Varadkar : “Telling The Truth Is Mandatory But Not Compulsory”
Asked if “mandatory but not compulsory”, was as meaningless a phrase as ‘Brexit means Brexit,’ Taoiseach Leo Varadkar said that wasn’t for him to say.
“But what I’m not prepared to do,” he added, “is to simply throw a good woman under a bus,” adding that “if circumstances change however, I may have to push her under one?”
Adopting his customary ‘head prefect’ speaking-style to make this announcement, he confirmed he would not be asking Ms Fitzgerald to resign and nor would he accept her resignation if she offered it. “Instead,” he said, “I will simply release her undated letter of resignation, the one all ministers are required to sign before they’re appointed.”
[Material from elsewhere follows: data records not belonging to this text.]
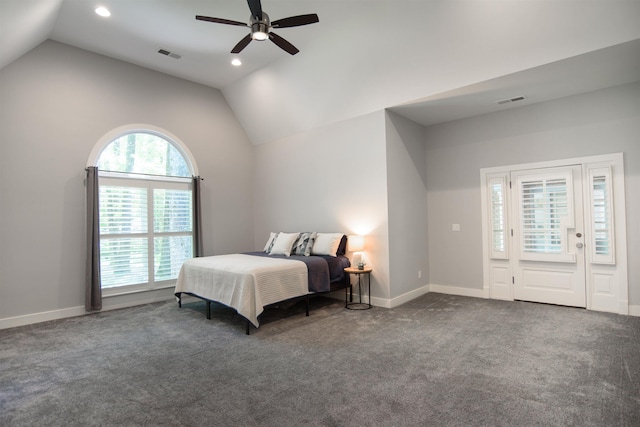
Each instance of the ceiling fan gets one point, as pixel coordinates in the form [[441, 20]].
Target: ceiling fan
[[261, 27]]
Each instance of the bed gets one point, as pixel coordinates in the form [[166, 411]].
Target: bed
[[252, 281]]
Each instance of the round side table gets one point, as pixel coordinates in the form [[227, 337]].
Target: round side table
[[364, 272]]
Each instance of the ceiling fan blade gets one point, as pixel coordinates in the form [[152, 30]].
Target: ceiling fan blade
[[256, 8], [221, 21], [242, 44], [295, 21], [283, 44]]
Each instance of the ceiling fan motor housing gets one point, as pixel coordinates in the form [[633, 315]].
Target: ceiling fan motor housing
[[260, 27]]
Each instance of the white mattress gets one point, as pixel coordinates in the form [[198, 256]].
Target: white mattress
[[244, 282]]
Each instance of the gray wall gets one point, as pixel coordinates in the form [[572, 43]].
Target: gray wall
[[330, 179], [600, 122], [57, 102], [407, 195]]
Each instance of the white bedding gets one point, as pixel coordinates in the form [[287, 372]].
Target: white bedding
[[244, 282]]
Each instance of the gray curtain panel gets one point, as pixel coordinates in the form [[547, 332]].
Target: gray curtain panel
[[93, 289], [197, 217]]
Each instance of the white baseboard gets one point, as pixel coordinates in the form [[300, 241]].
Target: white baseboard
[[454, 290], [46, 316], [28, 319], [408, 296]]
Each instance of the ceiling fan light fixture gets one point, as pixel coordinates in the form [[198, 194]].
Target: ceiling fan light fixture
[[103, 11], [259, 31]]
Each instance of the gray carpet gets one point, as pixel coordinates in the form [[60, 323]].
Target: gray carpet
[[439, 360]]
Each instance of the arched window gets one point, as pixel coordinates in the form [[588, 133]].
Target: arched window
[[146, 210]]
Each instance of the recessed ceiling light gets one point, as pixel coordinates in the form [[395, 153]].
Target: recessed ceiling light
[[103, 11]]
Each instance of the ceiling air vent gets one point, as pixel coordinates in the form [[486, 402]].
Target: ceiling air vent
[[170, 54], [510, 100]]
When asked if he thought Ms Fitzgerald had told the truth about the Garda controversy, he said telling the truth in government is “neither mandatory nor compulsory”. Fine Gael have lost too many good ministers to the endless search for truth in government, he observed, and if there’s any more truth, there won’t be any more government!
Before leaving the podium, Mr. Varadkar declined to answer a question from a well known music magazine about his strong visual resemblance to Rowan Atkinson’s comic character, ‘Mr. Bean‘.